What this means for agents: Instead of using Lookalike audiences to target people similar to those already in your funnel or client base, you will now need to create a Special Ad Audience. This audience is essentially a Lookalike audience but does not consider age, gender, ZIP Code, or other demographic information prohibited by the Housing Special Ad Category. While it is less specific, Special Ad Audiences are still an effective way to reach a qualified audience with your real estate Facebook ads.
Looking ahead to 2020, Facebook will continue to roll out updates to its advertising policies to ensure that they are non-discriminatory and inclusive.
At the beginning of next year, advertisers and developers will be required to update campaigns that launched before December 4. In addition, Facebook stated that as part of its new policies it will enable people to search and view all current housing ads in the U.S., regardless of whether those ads would potentially be shown to them.
While Facebook’s Special Ad Categories present many limitations for real estate agents, Facebook ads still have one of the highest ROI’s when it comes to real estate advertising.
In addition to targeting, Facebook ads are so effective because Facebook’s algorithm delivers your ads based on who is most likely to complete your campaign objective.
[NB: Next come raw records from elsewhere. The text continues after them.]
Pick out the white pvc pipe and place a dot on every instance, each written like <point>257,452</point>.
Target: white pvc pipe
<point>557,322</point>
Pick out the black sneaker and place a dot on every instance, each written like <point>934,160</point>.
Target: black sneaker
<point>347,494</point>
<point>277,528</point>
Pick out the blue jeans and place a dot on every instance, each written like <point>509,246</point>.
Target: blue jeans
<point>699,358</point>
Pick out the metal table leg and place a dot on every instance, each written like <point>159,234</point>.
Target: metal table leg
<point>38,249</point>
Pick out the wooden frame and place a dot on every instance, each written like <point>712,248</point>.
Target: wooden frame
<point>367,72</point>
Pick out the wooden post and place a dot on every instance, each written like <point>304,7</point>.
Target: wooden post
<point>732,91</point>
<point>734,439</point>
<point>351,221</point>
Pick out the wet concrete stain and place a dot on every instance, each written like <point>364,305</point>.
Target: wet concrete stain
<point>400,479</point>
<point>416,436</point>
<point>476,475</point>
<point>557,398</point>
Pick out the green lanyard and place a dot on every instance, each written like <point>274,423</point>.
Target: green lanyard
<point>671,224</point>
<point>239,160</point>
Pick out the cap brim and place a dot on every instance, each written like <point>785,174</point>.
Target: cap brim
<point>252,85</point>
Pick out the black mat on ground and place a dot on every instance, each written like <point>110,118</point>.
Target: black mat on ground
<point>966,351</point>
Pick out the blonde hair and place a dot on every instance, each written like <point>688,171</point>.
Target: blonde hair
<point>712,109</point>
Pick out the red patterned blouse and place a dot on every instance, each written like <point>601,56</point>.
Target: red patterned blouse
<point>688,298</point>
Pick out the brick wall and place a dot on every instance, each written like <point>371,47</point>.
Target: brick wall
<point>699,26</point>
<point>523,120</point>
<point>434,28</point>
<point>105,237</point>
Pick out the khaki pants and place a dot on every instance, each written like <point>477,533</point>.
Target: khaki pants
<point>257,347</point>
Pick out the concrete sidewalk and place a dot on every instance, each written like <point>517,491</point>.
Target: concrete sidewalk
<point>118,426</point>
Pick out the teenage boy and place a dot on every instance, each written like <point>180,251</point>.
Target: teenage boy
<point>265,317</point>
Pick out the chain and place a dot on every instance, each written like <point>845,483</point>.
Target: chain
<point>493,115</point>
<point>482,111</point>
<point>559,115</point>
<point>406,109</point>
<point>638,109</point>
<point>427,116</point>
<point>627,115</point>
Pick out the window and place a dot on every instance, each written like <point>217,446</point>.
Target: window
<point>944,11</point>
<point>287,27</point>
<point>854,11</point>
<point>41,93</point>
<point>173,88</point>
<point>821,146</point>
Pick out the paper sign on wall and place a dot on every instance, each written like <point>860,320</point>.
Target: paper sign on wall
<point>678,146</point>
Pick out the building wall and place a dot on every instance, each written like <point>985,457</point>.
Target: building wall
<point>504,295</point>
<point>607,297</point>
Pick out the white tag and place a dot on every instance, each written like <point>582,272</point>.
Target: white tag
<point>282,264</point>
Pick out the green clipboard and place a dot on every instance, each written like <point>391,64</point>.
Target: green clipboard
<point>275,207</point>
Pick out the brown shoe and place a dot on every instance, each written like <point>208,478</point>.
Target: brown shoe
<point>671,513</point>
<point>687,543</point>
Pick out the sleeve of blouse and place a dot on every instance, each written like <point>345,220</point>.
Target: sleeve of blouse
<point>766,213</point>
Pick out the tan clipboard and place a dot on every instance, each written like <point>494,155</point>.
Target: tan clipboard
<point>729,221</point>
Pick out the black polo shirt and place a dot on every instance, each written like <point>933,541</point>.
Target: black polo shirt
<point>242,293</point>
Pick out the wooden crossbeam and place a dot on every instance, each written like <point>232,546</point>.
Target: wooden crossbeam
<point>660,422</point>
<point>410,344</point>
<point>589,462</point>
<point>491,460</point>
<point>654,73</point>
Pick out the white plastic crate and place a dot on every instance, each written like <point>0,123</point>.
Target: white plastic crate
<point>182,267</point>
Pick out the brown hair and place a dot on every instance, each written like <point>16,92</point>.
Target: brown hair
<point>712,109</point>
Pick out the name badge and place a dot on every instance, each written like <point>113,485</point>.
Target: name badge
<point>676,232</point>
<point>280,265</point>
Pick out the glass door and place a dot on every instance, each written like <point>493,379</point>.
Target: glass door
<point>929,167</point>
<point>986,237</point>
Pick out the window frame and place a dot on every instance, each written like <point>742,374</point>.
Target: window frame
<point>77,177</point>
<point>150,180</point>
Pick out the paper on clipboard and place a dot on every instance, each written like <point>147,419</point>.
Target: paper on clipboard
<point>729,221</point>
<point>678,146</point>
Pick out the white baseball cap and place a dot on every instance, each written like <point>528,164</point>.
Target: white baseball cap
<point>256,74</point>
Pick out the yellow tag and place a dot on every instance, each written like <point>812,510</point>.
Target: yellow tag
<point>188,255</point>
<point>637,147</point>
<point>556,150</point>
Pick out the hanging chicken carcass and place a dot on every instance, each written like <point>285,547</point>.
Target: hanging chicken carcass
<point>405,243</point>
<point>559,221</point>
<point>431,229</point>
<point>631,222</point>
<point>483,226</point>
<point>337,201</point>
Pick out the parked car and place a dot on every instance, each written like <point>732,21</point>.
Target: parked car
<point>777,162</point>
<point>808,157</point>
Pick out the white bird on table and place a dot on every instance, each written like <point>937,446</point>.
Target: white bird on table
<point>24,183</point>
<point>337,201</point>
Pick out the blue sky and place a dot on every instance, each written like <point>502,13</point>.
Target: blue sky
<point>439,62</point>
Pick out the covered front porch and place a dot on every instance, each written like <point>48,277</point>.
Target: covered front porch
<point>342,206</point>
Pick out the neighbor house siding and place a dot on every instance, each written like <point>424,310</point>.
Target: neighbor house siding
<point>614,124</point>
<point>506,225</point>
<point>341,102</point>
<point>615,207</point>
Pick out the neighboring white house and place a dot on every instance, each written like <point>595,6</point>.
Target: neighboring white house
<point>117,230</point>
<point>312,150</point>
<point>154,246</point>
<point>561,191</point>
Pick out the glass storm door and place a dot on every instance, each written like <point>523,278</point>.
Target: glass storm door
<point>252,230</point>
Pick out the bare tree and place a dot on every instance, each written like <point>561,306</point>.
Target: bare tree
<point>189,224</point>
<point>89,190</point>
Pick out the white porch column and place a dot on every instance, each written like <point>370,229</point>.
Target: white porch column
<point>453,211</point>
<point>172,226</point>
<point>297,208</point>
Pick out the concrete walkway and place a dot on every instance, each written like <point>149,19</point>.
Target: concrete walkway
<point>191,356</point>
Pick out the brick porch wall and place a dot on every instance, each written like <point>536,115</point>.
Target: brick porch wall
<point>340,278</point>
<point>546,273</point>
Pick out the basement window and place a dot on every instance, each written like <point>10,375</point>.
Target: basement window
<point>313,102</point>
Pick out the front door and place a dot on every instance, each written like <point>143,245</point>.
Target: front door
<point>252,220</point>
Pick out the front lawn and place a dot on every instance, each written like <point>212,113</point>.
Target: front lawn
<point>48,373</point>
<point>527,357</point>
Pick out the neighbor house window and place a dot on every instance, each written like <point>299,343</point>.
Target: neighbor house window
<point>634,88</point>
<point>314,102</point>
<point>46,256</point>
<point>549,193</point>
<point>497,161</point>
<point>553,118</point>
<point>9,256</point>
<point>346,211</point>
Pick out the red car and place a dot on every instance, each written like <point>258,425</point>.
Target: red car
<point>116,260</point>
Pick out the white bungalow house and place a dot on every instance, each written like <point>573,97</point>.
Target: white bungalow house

Carefully determine your campaign objective for your ad to ensure that you achieve the highest ROI possible.
Targeting your website visitors from your Facebook pixel is another strategy to reach a highly targeted audience that is already interested in your business, while still complying with Facebook’s targeting policies.
It is also important to make sure that your copy and creative clearly communicate the details of your ad. This way, your audience can self-select for ads that they are interested in, and you’ll get higher quality leads from your ads.
With a few adaptations to your ad targeting, you'll ensure that your ads are still producing quality results for your real estate business.